Wholesale vs Consignment
A good place to start is with local shops and boutiques
in your area. You’ll be able to talk to the store owners face to face
and show them examples of your work. But first you need to decide what
type of route you want to take; wholesale or consignment. Take a look over the pros and cons of each to determine which method suits you best.
This means that a store will buy your products from you at wholesale price to be displayed and sold in their store.

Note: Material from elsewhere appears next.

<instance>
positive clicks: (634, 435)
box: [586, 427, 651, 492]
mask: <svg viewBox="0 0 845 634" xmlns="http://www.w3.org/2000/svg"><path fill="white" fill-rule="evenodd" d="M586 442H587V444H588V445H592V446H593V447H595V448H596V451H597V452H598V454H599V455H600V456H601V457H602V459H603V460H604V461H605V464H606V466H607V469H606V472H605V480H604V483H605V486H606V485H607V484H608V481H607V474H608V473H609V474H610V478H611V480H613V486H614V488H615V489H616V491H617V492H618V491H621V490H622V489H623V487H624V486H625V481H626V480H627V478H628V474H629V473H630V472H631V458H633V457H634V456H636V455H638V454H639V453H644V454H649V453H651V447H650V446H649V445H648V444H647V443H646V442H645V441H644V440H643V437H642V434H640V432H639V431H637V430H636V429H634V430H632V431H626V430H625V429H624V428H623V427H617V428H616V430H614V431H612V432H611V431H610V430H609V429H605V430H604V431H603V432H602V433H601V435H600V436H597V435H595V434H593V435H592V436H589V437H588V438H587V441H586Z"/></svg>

- You’re getting paid upfront for your products so you know how much money you’re bringing in that month, from each store
- Store owners have an invested interest in selling your goods because it means a loss for them if they don’t
- They own that product so if it goes out of season before it sells or it is lost, stolen or damaged, it’s in their hands and doesn’t affect your bottom line
- You can set order minimums to be sure you’re making enough money to warrant selling your pieces to them for wholesale prices
- There is a little less wiggle room. If your products don’t sell the first time around, the store owner may not be willing to risk buying more stock from you. Consignment on the other hand, allows you and the store owner to play with which stock works for their store, with less risk.
- You need to be capable of filling orders by their deadlines. Consignment has a little more back and forth with the retailer and you can usually work with them to stock their shelves with items you have available or what works for you at that time.
- Once a store buys an item from you, they own that product and are free to display it and sell it in their store as they please, which may not be cohesive with the brand and image you’ve built
This means that a store will house your products, paying you wholesale price for any that sell at the end of a determined period and giving you back any that don’t sell.
- It can be a good way to get your foot in the door with a retailer as it’s less of a risk for the shop owner and may eventually turn into a wholesale agreement if they sell well
- If you have a good relationship with the store owner, they may be a little more flexible with their inventory. Meaning if you have a big sale approaching, they may allow you to take your stock out of their store and re-stock them once the sale is over
- Some boutiques are more generous with their consignment commission giving you more than the 50%. However this can work the other way as well with you getting less than 50% commission.
- It can be a great way to test the waters and get a feel for what sells and what doesn’t without damaging your reputation with a store. If you sell your items wholesale to a store, they don’t sell and the store takes a loss, they most likely won’t do business with you again.
- You don’t get paid unless your items sell
- Your commission can vary from store to store. Some may only pay you 30-40% of the selling price
- Unsold items get returned to you which may mean you’re left with shop-worn or out of season products that are hard to sell
- Because the store owner hasn’t put any investment into your pieces it may mean less commitment from them to make that sale. Pieces they’ve already paid for and own, may take priority.
- You must be very organized with each item they’re given, what sells and what is being returned to you. Don’t rely on the store to keep track of it for you as mistakes can happen.
- For me, consignment resulted in a lot more running around. You not only have to get new items to the store but you also have to pick them up when they’re done with them and there was always touching up and re-tagging to do before I could sell the pieces myself
- You basically need to put your trust in the store owner that they are going to pay you on time and take good care of your products. You should always do your homework to find out if they are a reputable company.
Of course you should always have a contract when dealing with another party so make sure you outline all of your terms regarding payments, products and incidentals before you move forward. Don’t forget to include details regarding how long the shop will keep your items, this especially comes in handy if you sell seasonal products. If you can get them back before the end of the season, that gives you time to sell them online or at a craft fair instead of sitting on them for 6 months.
There are also the options of renting a space in a retailers, which not all offer, as well as drop shipping, which is when an online retailer sells your goods but you’re responsible for shipping them. Which is the best option for you?